2018 Tipperary Senior Hurling Championship
- Dates: 14 April 2018 – 21 October 2018
- Teams: 16
- Sponsor: Tipperary Water
- Champions: Clonoulty-Rossmore (4th title) John O'Keeffe (captain) John Devane (manager)
- Runners-up: Nenagh Éire Óg

Tournament statistics
- Matches played: 27
- Goals scored: 76 (2.81 per match)
- Points scored: 1031 (38.19 per match)
- Top scorer(s): Michael Heffernan (0-49)

= 2018 Tipperary Senior Hurling Championship =

Annual hurling competition season

The 2018 Tipperary Senior Hurling Championship was the 127th staging of the Tipperary Senior Hurling Championship since its establishment by the Tipperary County Board in 1887. The draw for the 2018 group stage took place on 29 January 2018. The championship began on 14 April 2018 and ended on 21 October 2018.

Thurles Sarsfields were the defending champions, however, they were defeated by Nenagh Éire Óg at the semi-final stage.

On 21 October 2018, Clonoulty-Rossmore won the championship after a 0–23 to 2–13 defeat of Nenagh Éire Óg in the final at Semple Stadium.
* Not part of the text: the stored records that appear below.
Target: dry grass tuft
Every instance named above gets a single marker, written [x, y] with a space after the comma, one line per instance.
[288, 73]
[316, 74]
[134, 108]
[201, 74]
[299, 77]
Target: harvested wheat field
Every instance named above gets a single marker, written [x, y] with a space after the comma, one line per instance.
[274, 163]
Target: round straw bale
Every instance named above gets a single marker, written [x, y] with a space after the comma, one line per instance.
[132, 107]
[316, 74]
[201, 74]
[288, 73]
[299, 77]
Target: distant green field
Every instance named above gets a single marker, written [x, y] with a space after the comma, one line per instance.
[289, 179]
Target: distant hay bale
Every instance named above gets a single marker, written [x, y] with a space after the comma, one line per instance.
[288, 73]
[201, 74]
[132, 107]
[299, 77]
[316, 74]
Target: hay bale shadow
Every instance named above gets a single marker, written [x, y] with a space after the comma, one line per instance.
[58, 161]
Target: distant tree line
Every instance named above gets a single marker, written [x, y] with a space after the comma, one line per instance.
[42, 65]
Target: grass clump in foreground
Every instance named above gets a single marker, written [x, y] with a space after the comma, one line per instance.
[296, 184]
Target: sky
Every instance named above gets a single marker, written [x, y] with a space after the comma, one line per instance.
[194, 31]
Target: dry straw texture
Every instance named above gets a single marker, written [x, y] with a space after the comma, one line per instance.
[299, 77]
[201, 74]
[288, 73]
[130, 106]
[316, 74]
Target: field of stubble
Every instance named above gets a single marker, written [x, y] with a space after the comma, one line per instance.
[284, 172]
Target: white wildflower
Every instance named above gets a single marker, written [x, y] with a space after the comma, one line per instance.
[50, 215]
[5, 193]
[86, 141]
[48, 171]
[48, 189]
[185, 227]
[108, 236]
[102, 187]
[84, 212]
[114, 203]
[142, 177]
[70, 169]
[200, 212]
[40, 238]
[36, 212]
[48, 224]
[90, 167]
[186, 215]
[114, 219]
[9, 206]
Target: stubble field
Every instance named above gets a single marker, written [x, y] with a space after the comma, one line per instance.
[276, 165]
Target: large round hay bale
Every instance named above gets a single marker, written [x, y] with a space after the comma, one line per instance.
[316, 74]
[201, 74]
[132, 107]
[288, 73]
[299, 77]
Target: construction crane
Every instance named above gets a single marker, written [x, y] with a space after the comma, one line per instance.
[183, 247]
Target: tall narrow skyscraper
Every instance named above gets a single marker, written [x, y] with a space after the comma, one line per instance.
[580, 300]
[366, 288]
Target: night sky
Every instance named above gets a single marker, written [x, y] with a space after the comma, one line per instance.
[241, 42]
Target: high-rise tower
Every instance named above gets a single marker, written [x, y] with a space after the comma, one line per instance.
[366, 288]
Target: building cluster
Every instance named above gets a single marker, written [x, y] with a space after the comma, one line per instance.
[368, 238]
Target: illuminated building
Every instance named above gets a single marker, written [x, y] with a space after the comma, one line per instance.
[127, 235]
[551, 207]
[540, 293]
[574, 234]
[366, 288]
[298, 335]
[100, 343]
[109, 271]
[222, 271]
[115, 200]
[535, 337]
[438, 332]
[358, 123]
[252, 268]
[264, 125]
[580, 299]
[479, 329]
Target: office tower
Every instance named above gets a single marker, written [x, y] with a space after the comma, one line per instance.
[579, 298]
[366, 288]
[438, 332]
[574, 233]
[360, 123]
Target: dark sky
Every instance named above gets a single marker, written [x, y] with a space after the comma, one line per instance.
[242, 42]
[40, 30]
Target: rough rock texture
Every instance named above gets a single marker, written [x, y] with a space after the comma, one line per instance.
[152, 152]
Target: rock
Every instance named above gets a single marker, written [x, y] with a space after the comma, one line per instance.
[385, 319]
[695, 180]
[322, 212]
It was their third championship title overall and their first title since 1997.

==Results==
===Group 1===
====Table====

| Team | Matches | Score | Pts | | | | | |
| Pld | W | D | L | For | Against | Diff | | |
| Nenagh Éire Óg | 3 | 3 | 0 | 0 | 81 | 50 | +31 | 6 |
| Clonoulty-Rossmore | 3 | 2 | 0 | 1 | 63 | 48 | +15 | 4 |
| Roscrea | 3 | 1 | 0 | 2 | 52 | 74 | -22 | 2 |
| Mullinahone | 3 | 0 | 0 | 3 | 48 | 72 | -24 | 0 |

===Group 2===
====Table====

| Team | Matches | Score | Pts | | | | | |
| Pld | W | D | L | For | Against | Diff | | |
| Toomevara | 3 | 3 | 0 | 0 | 59 | 45 | +14 | 6 |
| Kilruane MacDonaghs | 3 | 1 | 0 | 2 | 57 | 58 | -1 | 2 |
| Éire Óg Annacarty | 3 | 1 | 0 | 2 | 50 | 56 | -6 | 2 |
| Killenaule | 3 | 1 | 0 | 2 | 61 | 68 | -7 | 2 |

===Group 3===
====Table====

| Team | Matches | Score | Pts | | | | | |
| Pld | W | D | L | For | Against | Diff | | |
| Drom-Inch | 3 | 2 | 0 | 1 | 74 | 57 | +17 | 4 |
| Thurles Sarsfields | 3 | 2 | 0 | 1 | 48 | 46 | +2 | 4 |
| Upperchurch-Drombane | 3 | 2 | 0 | 1 | 64 | 63 | +1 | 4 |
| Carrick Swans | 3 | 0 | 0 | 3 | 36 | 56 | -20 | 0 |

===Group 4===
====Table====

| Team | Matches | Score | Pts | | | | | |
| Pld | W | D | L | For | Against | Diff | | |
| Kiladangan | 3 | 2 | 1 | 0 | 64 | 59 | +5 | 5 |
| Loughmore-Castleiney | 3 | 2 | 0 | 1 | 69 | 49 | +20 | 4 |
| Borris-Ileigh | 3 | 1 | 1 | 1 | 57 | 64 | -7 | 3 |
| Portroe | 3 | 0 | 0 | 3 | 50 | 68 | -18 | 0 |

==Championship statistics==
===Top scorers===

| Rank | Player | Club | Tally | Total | Matches | Average |
| 1 | Michael Heffernan | Nenagh Éire Óg | 0-49 | 49 | 6 | 8.16 |
| 2 | John McGrath | Loughmore-Castleiney | 3-33 | 42 | 5 | 8.40 |
| 3 | Mark McCarthy | Toomevara | 4-27 | 39 | 5 | 7.80 |
| Timmy Hammersley | Clonoulty-Rossmore | 0-39 | 39 | 6 | 6.50 |
| 5 | Séamus Callanan | Drom-Inch | 0-26 | 36 | 5 | 7.20 |

===Miscellaneous===

- Clonoulty-Rossmore won the title for the first time since 1997. **
- Nenagh Éire Óg lose the final for the fifth time since their last win.